Entrevista de Sofia Manzano para Lucas Borges Teixeira do UOL

Industrialização, reestatização de empresas, controle da taxa de câmbio, revogação das reformas e organização do estado em torno da classe trabalhadora. Se, ao ler essas propostas, a palavra comunista vier à mente, a associação está correta. A formação de um Estado que possibilite o fim das diferenças entre classes sociais é o centro do pré-candidatura da economista paulistana Sofia Manzano ao Palácio do Planalto pelo PCB (Partido Comunista Brasileiro). Para ela, “é um erro” partidos de esquerda acreditarem em qualquer tipo de aliança com a direita.
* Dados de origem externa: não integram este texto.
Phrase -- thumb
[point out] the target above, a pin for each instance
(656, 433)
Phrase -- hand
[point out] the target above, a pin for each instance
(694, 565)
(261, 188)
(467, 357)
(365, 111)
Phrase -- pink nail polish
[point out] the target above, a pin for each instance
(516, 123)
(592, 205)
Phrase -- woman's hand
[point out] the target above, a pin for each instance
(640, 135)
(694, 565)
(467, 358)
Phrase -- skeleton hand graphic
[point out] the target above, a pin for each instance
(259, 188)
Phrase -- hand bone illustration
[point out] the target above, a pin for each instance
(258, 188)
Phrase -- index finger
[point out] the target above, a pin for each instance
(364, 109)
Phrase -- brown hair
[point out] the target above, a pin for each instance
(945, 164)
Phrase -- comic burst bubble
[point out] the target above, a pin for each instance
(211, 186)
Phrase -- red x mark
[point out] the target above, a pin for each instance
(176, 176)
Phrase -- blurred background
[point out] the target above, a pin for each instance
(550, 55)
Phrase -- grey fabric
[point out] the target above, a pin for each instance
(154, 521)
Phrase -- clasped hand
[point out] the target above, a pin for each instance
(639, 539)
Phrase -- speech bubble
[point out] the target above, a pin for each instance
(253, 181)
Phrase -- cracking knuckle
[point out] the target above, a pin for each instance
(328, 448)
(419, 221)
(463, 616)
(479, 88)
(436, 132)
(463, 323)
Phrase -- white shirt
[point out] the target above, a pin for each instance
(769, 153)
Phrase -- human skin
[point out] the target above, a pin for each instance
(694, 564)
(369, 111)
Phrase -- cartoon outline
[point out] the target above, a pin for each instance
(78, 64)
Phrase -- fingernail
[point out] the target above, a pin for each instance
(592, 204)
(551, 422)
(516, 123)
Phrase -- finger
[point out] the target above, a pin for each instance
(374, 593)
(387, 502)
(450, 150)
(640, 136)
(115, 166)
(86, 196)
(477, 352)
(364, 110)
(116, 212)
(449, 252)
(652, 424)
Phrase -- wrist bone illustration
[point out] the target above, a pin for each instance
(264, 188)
No ano do seu centenário, o Partidão de Jorge Amado e Carlos Marighella viu novamente a necessidade de lançar candidatura própria à presidência e tem investido em pré-candidaturas a governos estaduais, incluindo Pernambuco, com o produtor de conteúdo Jones Manoel (PCB).

É a primeira vez que Manzano se lança a um cargo majoritário. Em 2014, compôs a chapa de Mauro Iazi (PCB) como vice, mas acabou em décimo lugar, com 0,05% dos votos, à frente apenas do PCO. Economista com doutorado na USP (Universidade de São Paulo), é professora da Uesb (Universidade Estadual do Sudoeste da Bahia) em Vitória da Conquista (BA) e produz pesquisas sobre mercado de trabalho e desigualdade social.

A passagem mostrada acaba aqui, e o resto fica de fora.